# First smoke



## Akdukefan (Jun 1, 2020)

I am currently in the process of my first smoke ever. I've kinda Gerry rigged a grill by moving the coals to the side and put some chips in some fol for smoke. Couple questions-
1) is it ok to remove some coals if the heat was to high then just add them back in when the heat gets lower?
2) I've heard varying opinions but should I stop adding smoke after 2 hours or 1 hour?
3) Should I swap the placement of the ribs to put the one furthest away from the coals closer?

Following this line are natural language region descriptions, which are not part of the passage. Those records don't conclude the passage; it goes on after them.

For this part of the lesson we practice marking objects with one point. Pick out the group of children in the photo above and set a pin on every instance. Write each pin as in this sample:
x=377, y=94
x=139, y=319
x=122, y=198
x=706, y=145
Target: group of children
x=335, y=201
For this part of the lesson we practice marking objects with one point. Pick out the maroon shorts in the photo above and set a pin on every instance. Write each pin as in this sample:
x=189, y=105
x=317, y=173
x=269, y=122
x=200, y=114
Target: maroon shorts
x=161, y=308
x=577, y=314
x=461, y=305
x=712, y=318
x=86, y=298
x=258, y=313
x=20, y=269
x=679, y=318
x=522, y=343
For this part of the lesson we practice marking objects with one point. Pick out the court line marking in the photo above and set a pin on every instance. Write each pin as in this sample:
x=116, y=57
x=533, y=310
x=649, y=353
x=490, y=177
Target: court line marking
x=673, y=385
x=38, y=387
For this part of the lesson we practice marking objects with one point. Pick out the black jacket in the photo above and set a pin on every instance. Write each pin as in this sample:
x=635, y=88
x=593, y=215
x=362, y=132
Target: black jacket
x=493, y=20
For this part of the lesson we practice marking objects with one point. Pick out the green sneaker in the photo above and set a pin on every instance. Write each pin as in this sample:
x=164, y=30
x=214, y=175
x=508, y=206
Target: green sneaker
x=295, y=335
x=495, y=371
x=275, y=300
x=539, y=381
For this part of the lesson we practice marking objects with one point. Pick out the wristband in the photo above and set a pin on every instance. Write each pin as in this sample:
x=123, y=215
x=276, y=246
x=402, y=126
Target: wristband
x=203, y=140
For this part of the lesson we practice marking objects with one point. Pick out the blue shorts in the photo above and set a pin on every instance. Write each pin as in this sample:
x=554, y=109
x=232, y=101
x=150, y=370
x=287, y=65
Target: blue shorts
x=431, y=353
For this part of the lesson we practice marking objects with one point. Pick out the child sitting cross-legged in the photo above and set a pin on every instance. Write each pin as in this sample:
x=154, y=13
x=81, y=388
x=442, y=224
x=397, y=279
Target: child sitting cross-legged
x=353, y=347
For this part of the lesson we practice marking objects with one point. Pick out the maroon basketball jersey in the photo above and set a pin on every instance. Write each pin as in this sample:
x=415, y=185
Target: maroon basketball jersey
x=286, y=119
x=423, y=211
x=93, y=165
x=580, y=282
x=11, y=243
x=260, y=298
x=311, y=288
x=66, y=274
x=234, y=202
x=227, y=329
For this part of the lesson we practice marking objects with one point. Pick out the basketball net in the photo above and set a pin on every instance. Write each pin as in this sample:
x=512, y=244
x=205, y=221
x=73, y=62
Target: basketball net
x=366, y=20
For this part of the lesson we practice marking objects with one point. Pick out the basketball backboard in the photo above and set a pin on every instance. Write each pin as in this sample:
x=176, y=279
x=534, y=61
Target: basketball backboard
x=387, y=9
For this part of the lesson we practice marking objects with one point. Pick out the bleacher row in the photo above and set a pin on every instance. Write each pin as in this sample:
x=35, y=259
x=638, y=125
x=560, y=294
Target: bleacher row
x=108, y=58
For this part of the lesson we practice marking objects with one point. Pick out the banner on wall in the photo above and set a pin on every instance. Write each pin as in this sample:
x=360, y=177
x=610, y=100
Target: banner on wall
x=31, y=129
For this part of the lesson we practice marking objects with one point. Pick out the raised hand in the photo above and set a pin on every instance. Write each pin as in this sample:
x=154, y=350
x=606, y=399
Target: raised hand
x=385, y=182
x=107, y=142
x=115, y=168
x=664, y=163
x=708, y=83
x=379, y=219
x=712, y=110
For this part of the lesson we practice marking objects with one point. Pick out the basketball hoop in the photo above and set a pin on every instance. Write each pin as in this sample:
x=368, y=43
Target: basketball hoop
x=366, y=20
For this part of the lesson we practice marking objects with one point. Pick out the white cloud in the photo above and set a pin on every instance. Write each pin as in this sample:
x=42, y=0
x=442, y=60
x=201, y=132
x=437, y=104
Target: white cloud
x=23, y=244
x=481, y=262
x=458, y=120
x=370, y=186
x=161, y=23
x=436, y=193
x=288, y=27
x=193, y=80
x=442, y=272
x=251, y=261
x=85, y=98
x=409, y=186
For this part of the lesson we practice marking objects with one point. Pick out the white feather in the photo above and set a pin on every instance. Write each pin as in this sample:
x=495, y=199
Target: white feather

Thanks guys. I'm really excited to try this out. Nervous too.


----------



## smokerjim (Jun 1, 2020)

what do you consider high temps, I usually smoke my ribs at 225 which usually takes 6-7 hours, I add smoke the whole time but looking at your photo looks like your getting some heavy smoke maybe back off on your chips a little until you get a thin smoke that you could hardly see. yeah I don't see why you couldn't take some coals out until you get your temps around where you want them, it's all a learning process so play around and enjoy until you figure it out. it wouldn't hurt to rotate the ribs around to try and get a even cook.


----------



## Akdukefan (Jun 1, 2020)

smokerjim said:


> what do you consider high temps, I usually smoke my ribs at 225 which usually takes 6-7 hours, I add smoke the whole time but looking at your photo looks like your getting some heavy smoke maybe back off on your chips a little until you get a thin smoke that you could hardly see. yeah I don't see why you couldn't take some coals out until you get your temps around where you want them, it's all a learning process so play around and enjoy until you figure it out. it wouldn't hurt to rotate the ribs around to try and get a even cook.


Thank you. When I first fired up the coals the grill was at about 400 so I removed some coals. It's sitting at about 230-240 now. That seems to have done the trick. I did back off on chips and the smoke seems to be better now. I think I will rearrange to try and get a more even cook.


----------



## SmokinVOLfan (Jun 1, 2020)

Keep the damper open fully while you have that going! Otherwise that thick white smoke will make your ribs taste like crap. I would keep smoke rolling the whole time and keep moving the ribs around like Jim mentioned. Don't see any problem with removing the coals if need be to fluctuate temp. 

Like the creative setup.  When there is a will to get some smoke rolling there is a way!


----------



## Akdukefan (Jun 1, 2020)

_Uh oh, that worries me about the bad smoke. It did settle down finally but still...I hope everything turns out ok. I did move the ribs around as well._


----------



## smokerjim (Jun 1, 2020)

hope they turn out good, let us know


----------



## Akdukefan (Jun 1, 2020)

So, I ended up putting them in the oven. I think I pulled the trigger to soon with removing the coals at the start. I should have given it more time and let them settle a bit more. I was having to continually add more and more coals to maintain the heat. They are currently in the oven right now so hopefully something went right. I'm a bit worried I ruined them though. First cook failure. On to more.


----------